“I think you’re a hypochondriac,” the doctor sighed. Then, “Maybe it’s anorexia?”
I’d been sick for months, starting with a stomach virus over Thanksgiving break. I was running ragged, knee-deep in my first semester of teaching writing to college freshmen while also taking grad school classes.
The virus was an inconvenience, a bump in the road — or so I thought.
The next sixteen months proved to be one of the most confusing and depressing seasons of my life. Not only did I not gain back the few pounds I’d lost while sick, but my weight was dropping rapidly. Yet, I was eating and drinking. My hunger and thirst were insatiable. I also had chronic sinus infections, taking one round of antibiotics after the next. My vision was blurry, it hurt to sit but also stand, and I was exhausted from the smallest task. Even getting in and out of my car fatigued me.
I visited my doctor, yet again, desperate to find out why I was so sick all the time. But it was my fifteenth visit to him, and he was clearly annoyed and exasperated. So he threw out two possibilities, hypochondria and anorexia, neither of which I knew were accurate.
I went home that day, crawled into my bed, and sobbed. My wedding photo was sitting on my night stand in a silver, scrolly frame. I looked so happy, so vibrant. I missed that woman. Where was she?
On one of my at-home Fridays, I desperately needed to grade forty student essays. Instead, I guzzled an orange shake and curled up on the couch. I was exhausted and it was only 11 a.m. I remember hearing my cell phone ring, but I was too tired to pick it up. I drifted in and out of sleep for hours until I finally picked up my cell to stop the relentless ringing. It was my husband.

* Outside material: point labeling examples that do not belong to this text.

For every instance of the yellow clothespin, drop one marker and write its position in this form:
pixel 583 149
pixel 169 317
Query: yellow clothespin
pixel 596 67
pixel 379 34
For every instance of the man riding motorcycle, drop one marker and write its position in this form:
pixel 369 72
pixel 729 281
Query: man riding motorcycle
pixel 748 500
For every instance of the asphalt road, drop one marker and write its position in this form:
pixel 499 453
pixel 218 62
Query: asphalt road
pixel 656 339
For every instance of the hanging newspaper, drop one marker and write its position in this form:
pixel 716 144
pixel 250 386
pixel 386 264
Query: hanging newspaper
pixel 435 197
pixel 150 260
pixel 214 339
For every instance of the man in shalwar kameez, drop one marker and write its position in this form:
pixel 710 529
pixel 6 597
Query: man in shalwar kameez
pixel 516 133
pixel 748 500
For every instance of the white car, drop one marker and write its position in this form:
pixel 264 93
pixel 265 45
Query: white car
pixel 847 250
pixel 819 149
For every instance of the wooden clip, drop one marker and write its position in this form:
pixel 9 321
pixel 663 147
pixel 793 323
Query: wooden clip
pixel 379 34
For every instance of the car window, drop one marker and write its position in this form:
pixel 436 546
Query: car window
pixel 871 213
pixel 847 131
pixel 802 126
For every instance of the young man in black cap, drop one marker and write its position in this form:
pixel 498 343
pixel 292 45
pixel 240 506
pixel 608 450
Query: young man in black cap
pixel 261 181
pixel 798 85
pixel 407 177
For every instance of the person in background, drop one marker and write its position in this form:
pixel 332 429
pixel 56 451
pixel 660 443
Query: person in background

He had been trying to call me for hours and knew something was wrong. I couldn’t catch my breath. I was shaking. He rushed home from work, put me in the car, and drove me to the emergency room.
I finally received a diagnosis of type 1 diabetes — a chronic autoimmune disease. I’d arrived in the ER in a state called DKA, or diabetic ketoacidosis, from being insulin deprived for so long. DKA is dangerous, and if left untreated, is deadly. My body was toxic and shutting down.
I was rushed to the ICU and hooked up to tubes and wires. For days, doctors and nurses came into my room, telling me they were astounded I was alive. My blood sugar was 700 upon admission, seven times the norm. One nurse patted my frail, bruised arm and said, “You could have died.”
After I was released from the hospital and resumed my new-normal life, I left the doctor who failed to diagnose me. I considered filing a negligence lawsuit against him, but ultimately decided I only had so much fight in me. I needed to channel that energy into battling my disease. Of course, I found a new (and much better) doctor.
Here’s what is shocking. Type 1 diabetes is very simple to diagnose. All it takes is a simple blood test. Yet, despite my sixteen months of illness and classic diabetes symptoms, I wasn’t believed. Instead, the doctor suggested that my sickness was made-up, a created narrative.
It happened again twelve years later.
The pain in my breast and palpable lump were concerning. Every time I pulled the seat belt across my chest or put on my cross-body purse, the soreness amplified. I made an appointment with my gynecologist who ordered an ultrasound and mammogram.
Two days after I had the imaging done, the office called to give me the radiologist’s report. He determined that I was fine. Yes, there was a mass, but we should monitor it. I should go back for more imaging in six months.
I couldn’t let go of the nagging feeling that the radiologist was wrong, so I sought a breast surgeon on my own and asked for a biopsy. She agreed, and three weeks later I received my second diagnosis. I had breast cancer.
I immediately transferred hospitals and doctors. I was given two options: a bi-lateral mastectomy or a lumpectomy and radiation. I chose the mastectomy, with the support of my new doctor. At age thirty-six, I became part of the 5% of women under the age of forty to be diagnosed with breast cancer. Thankfully, I finally found a doctor who believed me.
Twice, doctors didn’t believe me. I said something was wrong, and I asked for their professional help. I pleaded for a diagnosis, and I didn’t receive an answer until I was in a dire situation. Was it because I simply had bad luck? Or was it sexism? Both doctors who misdiagnosed me were men, and perhaps I was viewed as the pesky, neurotic female patient. I’ll never be certain.
I encourage women to speak up, and when they are not listened to, to speak louder and, if at all possible, get a second opinion. These are our bodies and our lives. Not every doctor is a good doctor or the right doctor. Not every conclusion is the correct one.
Speaking up can mean the literal difference between life or death.